This 4-Week Boxing Challenge Packs the Punch Your Workout Routine Needs

This 4-Week Boxing Challenge Packs the Punch Your Workout Routine Needs

Just like Rocky Balboa, you too can go from zero to hero with our 4-week boxing challenge—prepare to train, sweat, and succeed thanks to a program designed to get beginners ready to rumble.

Our host Bobbie Jo Davis, CPT, trainer for Rumble Boxing, will guide you through everything you need to know to jab, cross, and hook like a pro.

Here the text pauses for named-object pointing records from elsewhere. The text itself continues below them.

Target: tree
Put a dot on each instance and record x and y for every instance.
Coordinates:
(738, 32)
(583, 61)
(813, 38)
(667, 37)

“I designed the program with everybody in mind,” Davis says. “From someone who has never thrown a punch before in their life, maybe brand new to fitness, to someone who’s a bit more advanced and can come to this and hone in on boxing while getting a great sweat.”


Experts In This Article

  • Bobbie Jo Davis, CPT, NASM-certified personal trainer, coach at Rumble Boxing in NYC, and Nike trainer

And everything can be done either with or without a bag (though you will need a set of dumbbells for a few of the workouts).

Below, Davis has outlined a monthlong boxing program as part of our Movement of the Month Club for August 2024. It’s designed to introduce you to the fundamentals of boxing, and then progressively build your skills and confidence. We start on Monday, August 5.

By the end of the month, you’ll have the tools and techniques of a seasoned boxer. Whether you’re shadow boxing or punching a bag, get ready to feel the thrill of the fight and see real results.

“I’m hoping everyone will come through of this feeling more confident in themselves and their ability to move,” Davis says.

Join us for the benefits of boxing

The benefits of boxing go beyond the cathartic feeling of throwing punches; it’s a cardio and strength workout that benefits both body and mind.

“Boxing is one of the best workouts dynamically in the sense that you are moving in so many different ways,” Davis says. “From throwing quick jabs, to power uppercuts, ducking and weaving with defense, it’s a surefire way to hike up your heart rate and leave you feeling sweaty and powerful.”

A July 2013 study1 in the Journal of Sports Science and Medicine found that regular boxing training significantly improves heart rate variability, a key marker of cardiovascular efficiency. Other research has found2 that high-intensity boxing may improve some health markers, like blood pressure, more than brisk walking.

Boxing demands mental acuity and strategizing skills, helping to sharpen cognitive function, improve concentration, reduces stress, and enhances mental well-being. it’s also a boon to your brain: Boxing promotes better hand-eye coordination and increases agility, as athletes must constantly react to changing scenarios, improving neural adaptability and reaction times.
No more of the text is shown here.